What resources can caregivers provide to patients if patients verbalize a concern about their misuse? or a caregiver suspects misuse?

Virginia Department of Behavioral Health & Developmental Services http://dbhds.virginia.gov/developmental-services/substance-abuse-services;

Narcotics Anonymous at www.na.org;

Richmond Narcotics Anonymous www.rvana.org;

Substance Abuse & Addiction Recovery Alliance www.saara.org;

I cannot speak to the validity of this website, but seems to list many group meetings by county: https://www.addicted.org/seniors-drug-and-alcohol-centers-in-virginia.html

Our medical community is in a cultural shift and prescribing less opioids and even stopping the medication without titration. What would you recommend for an older adult that refuses to engage a medical detox from the substance?

Patients on long-term opioid therapy should not have therapy abruptly discontinued. We aim to find the lowest effective dose for patients who are unable to stop taking opioids altogether. What patients often don’t know is that opioids can worsen pain, especially at higher doses. It’s a phenomenon that can be difficult to explain to patients because we don’t have a good understanding of how it happens. IF a patient is unable to discontinue opioids then it is important to keep them safe by not co-prescribing other CNS depressants (benzodiazpeines, sedatives) that can put them at increased risk for overdose, falls, cognitive impairment, etc.

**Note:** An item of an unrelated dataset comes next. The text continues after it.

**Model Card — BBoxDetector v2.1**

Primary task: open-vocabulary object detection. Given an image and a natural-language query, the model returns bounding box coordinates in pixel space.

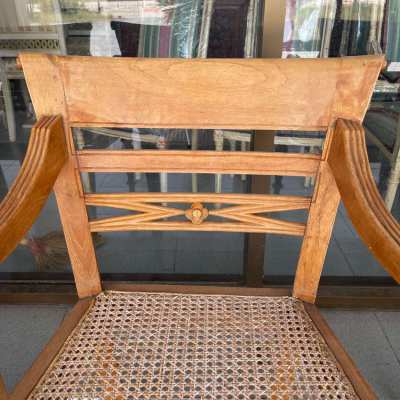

Why is Fentanyl not to be used for Opiod Naïve individuals?

Fentayl is a very potent opioid. In the patch form, it is too strong and has a long duration of action for someone who hasn’t developed a tolerance to opioids (opioid naïve). Giving a patient a fentanyl patch who doesn’t have some level of opioid tolerance can cause respiratory depression and death. Fentanyl in the IV form, such as during surgery, is often given to patient’s who are not opioid tolerant but those circumstances are much different considering it is a short-acting form and the patient is monitored closely.